Is improving your cloud data management skills or learning more about how you can effectively clean data in a data processing pipeline your New Year’s resolution for 2021? In that case, you may consider registering for EUCANCan and ESPACE’s one-day training workshop ”How to use cloud computing efficiently in biomedical research” on January 12, 2021, between noon and 6pm.
As all aspects of the biomedical research lifecycle are becoming ever more digitalized and most health institutions collect massive amounts of data daily, sustainable data handling and processing plays an increasingly important role in health and science.
EUCANCan and ESPACE’s workshop on January 12, 2021, is tailored for bioinformaticians, computer scientists, and all researchers in life science. The event aims to provide training in how to set up and manage efficient portable workflows in the cloud and teach how analytics can be scaled to handle growing input data successfully. The six-hour event will consist of both theoretical presentations and hands-on activities lead by experienced researchers/cloud developers.
The main objective of the one-day workshop is to provide all participants with the tools they need to make better use of modern cloud infrastructures in order to exploit data more effectively.
The training workshop will cover:
- How to set up a compute-cloud environment that facilitates the analysis of large cancer genome data projects, including the ICGC, PCAWG, de.NBI Cloud, and Cancer Genome Collaboratory
- How to use prominent workflow managers such as Snakemake, Nextflow, and CWL in cloud environments.
- Tips for how to sharpen your data visualization and data orchestration skills
- How deployment ofmachine learning workflows can be made portable and simple
- A review of pipeline frameworks for computing in the cloud
- A round tour of the GA4GH-compliant training platform Dockstore, which includes all required services (including Workflow and Task Execution and Tool Registry Service services)

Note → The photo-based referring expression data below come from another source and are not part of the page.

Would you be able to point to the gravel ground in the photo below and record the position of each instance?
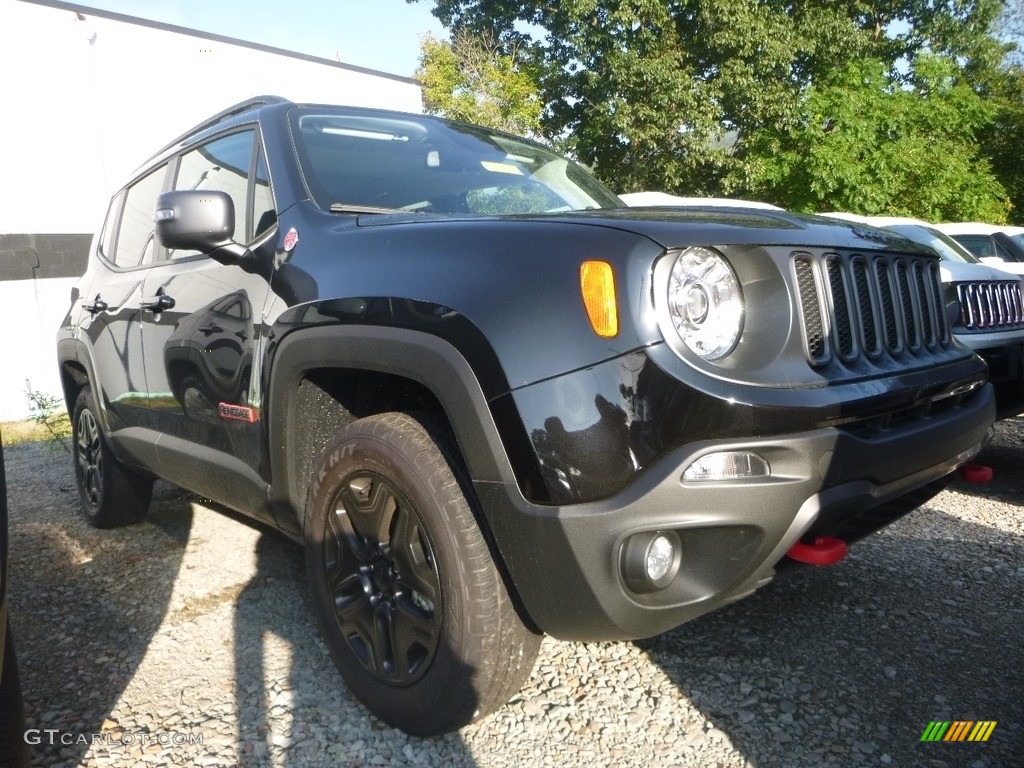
(189, 640)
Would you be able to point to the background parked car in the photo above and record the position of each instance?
(993, 244)
(12, 750)
(990, 320)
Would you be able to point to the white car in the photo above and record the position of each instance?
(990, 243)
(650, 199)
(991, 309)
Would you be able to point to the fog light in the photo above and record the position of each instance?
(660, 556)
(650, 560)
(728, 465)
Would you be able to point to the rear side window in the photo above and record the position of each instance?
(135, 236)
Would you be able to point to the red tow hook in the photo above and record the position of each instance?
(825, 550)
(976, 473)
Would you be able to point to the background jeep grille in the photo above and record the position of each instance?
(857, 306)
(990, 305)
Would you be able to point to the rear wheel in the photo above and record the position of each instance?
(112, 495)
(415, 611)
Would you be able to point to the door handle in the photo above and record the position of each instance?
(157, 303)
(97, 305)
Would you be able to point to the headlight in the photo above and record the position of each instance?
(705, 302)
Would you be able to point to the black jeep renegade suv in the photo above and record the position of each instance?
(491, 400)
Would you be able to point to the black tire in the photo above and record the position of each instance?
(112, 495)
(414, 609)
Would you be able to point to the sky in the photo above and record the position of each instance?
(381, 35)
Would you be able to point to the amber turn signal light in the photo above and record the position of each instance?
(597, 283)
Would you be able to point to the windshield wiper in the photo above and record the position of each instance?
(348, 208)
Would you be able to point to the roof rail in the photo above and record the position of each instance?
(230, 112)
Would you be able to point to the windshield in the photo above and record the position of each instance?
(946, 247)
(357, 161)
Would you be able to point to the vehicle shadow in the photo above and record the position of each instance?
(848, 665)
(293, 707)
(86, 602)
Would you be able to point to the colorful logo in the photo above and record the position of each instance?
(958, 730)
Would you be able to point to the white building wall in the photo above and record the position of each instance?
(31, 311)
(86, 99)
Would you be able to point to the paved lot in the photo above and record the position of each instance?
(188, 640)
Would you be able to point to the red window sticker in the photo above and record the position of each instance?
(291, 239)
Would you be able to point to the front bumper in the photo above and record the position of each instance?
(565, 561)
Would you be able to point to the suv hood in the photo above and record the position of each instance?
(673, 226)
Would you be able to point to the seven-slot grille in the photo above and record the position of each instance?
(858, 306)
(990, 305)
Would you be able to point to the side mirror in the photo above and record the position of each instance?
(199, 220)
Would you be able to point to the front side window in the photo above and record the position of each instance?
(135, 236)
(264, 212)
(109, 235)
(221, 165)
(355, 160)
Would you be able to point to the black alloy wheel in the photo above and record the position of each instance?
(409, 597)
(383, 577)
(112, 494)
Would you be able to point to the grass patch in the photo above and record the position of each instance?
(16, 432)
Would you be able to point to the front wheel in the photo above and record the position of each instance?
(414, 609)
(112, 495)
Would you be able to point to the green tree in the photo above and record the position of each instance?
(471, 79)
(688, 95)
(1003, 138)
(872, 145)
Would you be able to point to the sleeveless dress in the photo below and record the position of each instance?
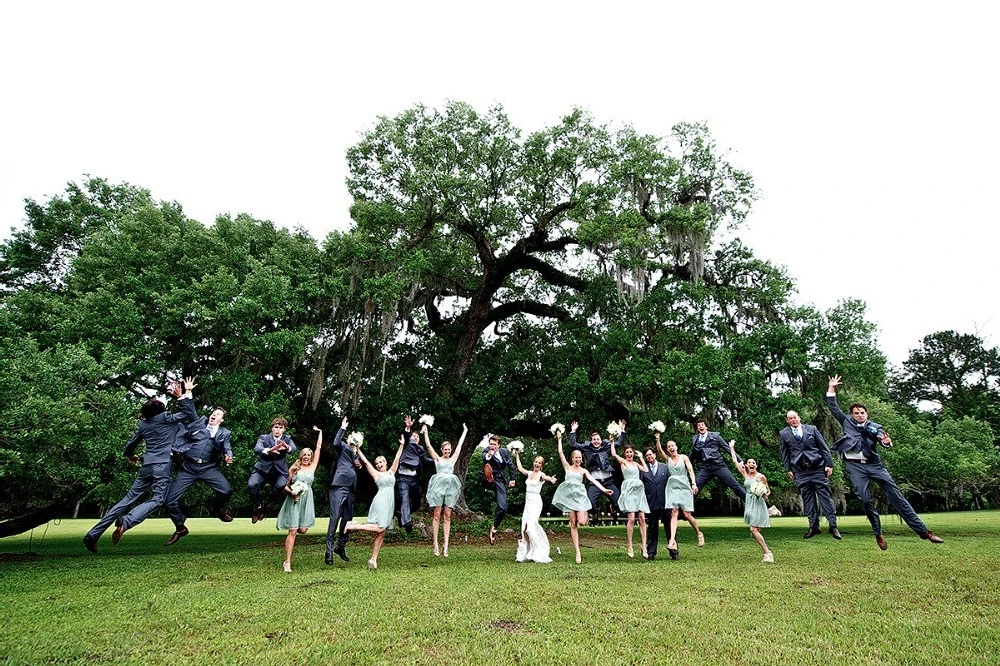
(444, 487)
(384, 502)
(301, 514)
(755, 513)
(633, 497)
(679, 493)
(570, 495)
(536, 547)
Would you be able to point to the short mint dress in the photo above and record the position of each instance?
(755, 511)
(633, 497)
(384, 502)
(302, 514)
(444, 487)
(570, 495)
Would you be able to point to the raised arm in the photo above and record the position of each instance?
(427, 443)
(461, 440)
(736, 458)
(395, 461)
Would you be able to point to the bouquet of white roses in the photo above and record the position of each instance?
(298, 488)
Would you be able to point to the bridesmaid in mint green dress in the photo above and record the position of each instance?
(633, 496)
(444, 487)
(571, 496)
(755, 512)
(298, 512)
(383, 504)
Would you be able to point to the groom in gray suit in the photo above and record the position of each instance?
(343, 485)
(160, 430)
(206, 441)
(808, 462)
(864, 465)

- The basics of GA4GH WES, TES, TRS, and DRS
- An overview of available datasets from the International Cancer Genome Consortium (ICGC) and the PanCancer Analysis of Whole Genomes (PCAWG).
The training infrastructure is funded by de.NBI, who will provide virtual machines and training environment to all participants. The Cancer Genome Collaboratory will provide configurable virtual machines (VM) that can be computed on its data, and Dockstore will contribute with container packages of common genome analysis tools and workflows.
Sign up here to secure your spot in this free of charge event.
12:00 Welcome and Introduction to EUCANCan and ESPACE (HCA)
12:15 Best practice of software engineering for Nextflow pipelines
Philippe Hupé (Institut Curie, Paris)
12:45 Kubernetes and the cloud roll-out concept
Marius Dieckmann (University Gießen)
13:15 Using GA4GH standards for workflow execution in the cloud with Snakemake.
Sven Twardziok, Ben Wulf (Charité, Berlin), Philip Kensche, (DKFZ, Heidelberg)
- Basic workflow development guidelines
- Introduction to GA4GH cloud standards
- Cloud data management
- Running Snakemake workflows in the de.NBI cloud
15:15 Coffee break
16:00 Running CWL workflows in the cloud with CWLab.
Pavlo Lutsik and Kersten Breuer (DKFZ, Heidelberg)
17:00 GA4GH compliant pipeline development with Nextflow.
Christina Yung (OICR, Toronto)
17:30 Big cancer Dataset resources: the ICGC Portal and the Cancer Genome Collaboratory Cloud.
Christina Yung (OICR, Toronto)
- Large-scale research projects that generate datasets used in the Cloud
- Searching for ICGC data stored on Collaboratory
- How to access data in the Cloud and accessing non-protected data
18:00 Closing remarks
Date and time: January 12, 2021, 12am to 6pm CET.
Registration: Sign up here
Cost: Free of charge
EUCANCan supports and enhances modern oncology by creating a culturally, technologically, and legally integrated framework across Europe and Canada that enables and facilitates the efficient analysis, management, and sharing of cancer genome data.
The project is funded by the European Commission through the Horizon 2020 programme on the European side and the Canadian Institute of Health Research (CIHR) on the Canadian side. EUCANCan, coordinated by Prof David Torrents from Barcelona Supercomputing Center, started on January 1, 2019, and will run for four years.
Expression and Spatial analysis Pancreas Atlas Consortium Europe (ESPACE) is the result of three earlier Human Cell Atlas (HCA) pilot studies of the pancreas. The project develops methods and standards for sample acquisition, single cell profiling, spatial proteomics and computational pipelines and aims to build a first version of the HCA of the pancreas.
The two-year project started on January 1, 2020 and is funded by the European Commission through the Horizon 2020 programme. The project is coordinated by Prof Roland Eils from Charité – Universitätsmedizin in Berlin.